O primeiro-ministro do Canadá, Mark Carney, pediu uma nova parceria com os Estados Unidos para ajudar a tornar a América grande novamente, em discurso proferido em Nova York na quinta-feira 28. O objetivo é ampliar cooperação entre os dois países.
Carney afirmou que trabalhar em estreita colaboração em setores específicos, como alumínio, automóveis eminerais essenciais, fortaleceria as economias canadense e americana em um momento de rupturas nas relações comerciais.
Em meio a uma guerra comercial em curso, o premiê prometeu dobrar as exportações canadenses para outros mercados na próxima década e citou a assinatura de mais de 20 acordos econômicos e de segurança no último ano.
Contexto comercial
Enquanto Carney falava, autoridades comerciais dos EUA estavam na Cidade do México discutindo a revisão do acordo comercial entre EUA, México e Canadá, que por ora não inclui o Canadá.
As conversas ocorrem em um cenário de tensão, semanas após fortes críticas à relação comercial com Washington. Em janeiro, Trump sinalizou a possibilidade de mudanças na aliança comercial.
Carney também mencionou debates sobre a integração com potências globais, ressaltando que vulnerabilidades devem ser tratadas com ações conjuntas. Em Davos, ele havia dito que uma maior integração traz riscos se potências médias não estiverem à mesa.
Planos estratégicos
Nesta semana, o Canadá anunciou planos de comprar uma frota de aviões militares da Suécia, sinalizando uma mudança na dependência de fornecedores norte-americanos. A iniciativa foi apresentada como parte de uma estratégia de defesa e autonomia.

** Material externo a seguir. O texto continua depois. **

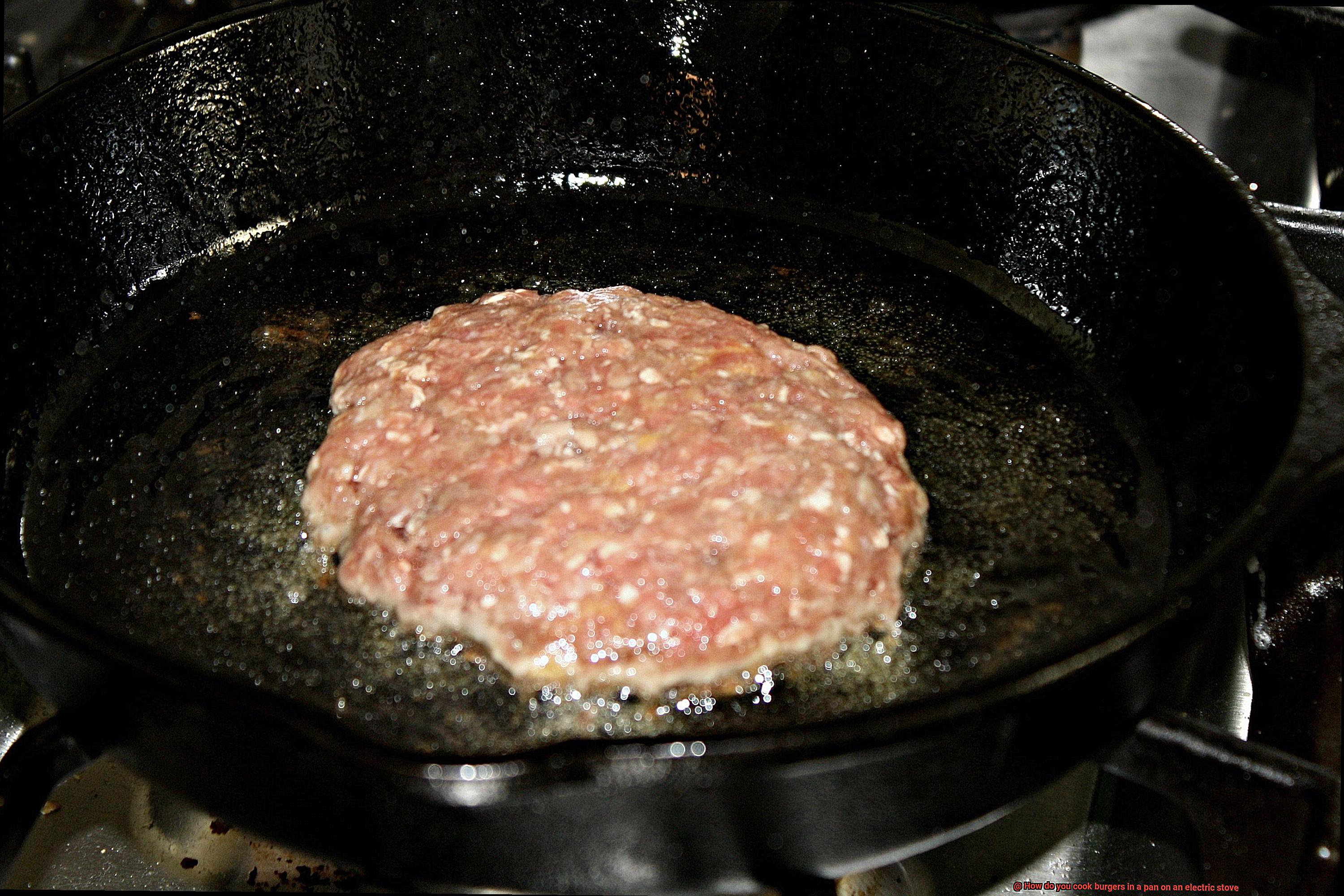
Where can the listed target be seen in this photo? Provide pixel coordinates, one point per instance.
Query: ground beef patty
(613, 488)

Em Nova York, o premiê descreveu os EUA como o país mais dinâmico, resiliente e inventivo que o mundo já conheceu, destacando valores como liberdade e democracia como guias para o futuro.
Carney ressaltou que, embora haja disputas, Canadá e Estados Unidos costumam superá-las, e que um Canadá mais independente pode fortalecer a parceria entre ambos. Em seu discurso, afirmou que, em um cenário de crise energética global, o Canadá fornece energia confiável e minerais essenciais para o crescimento norte-americano.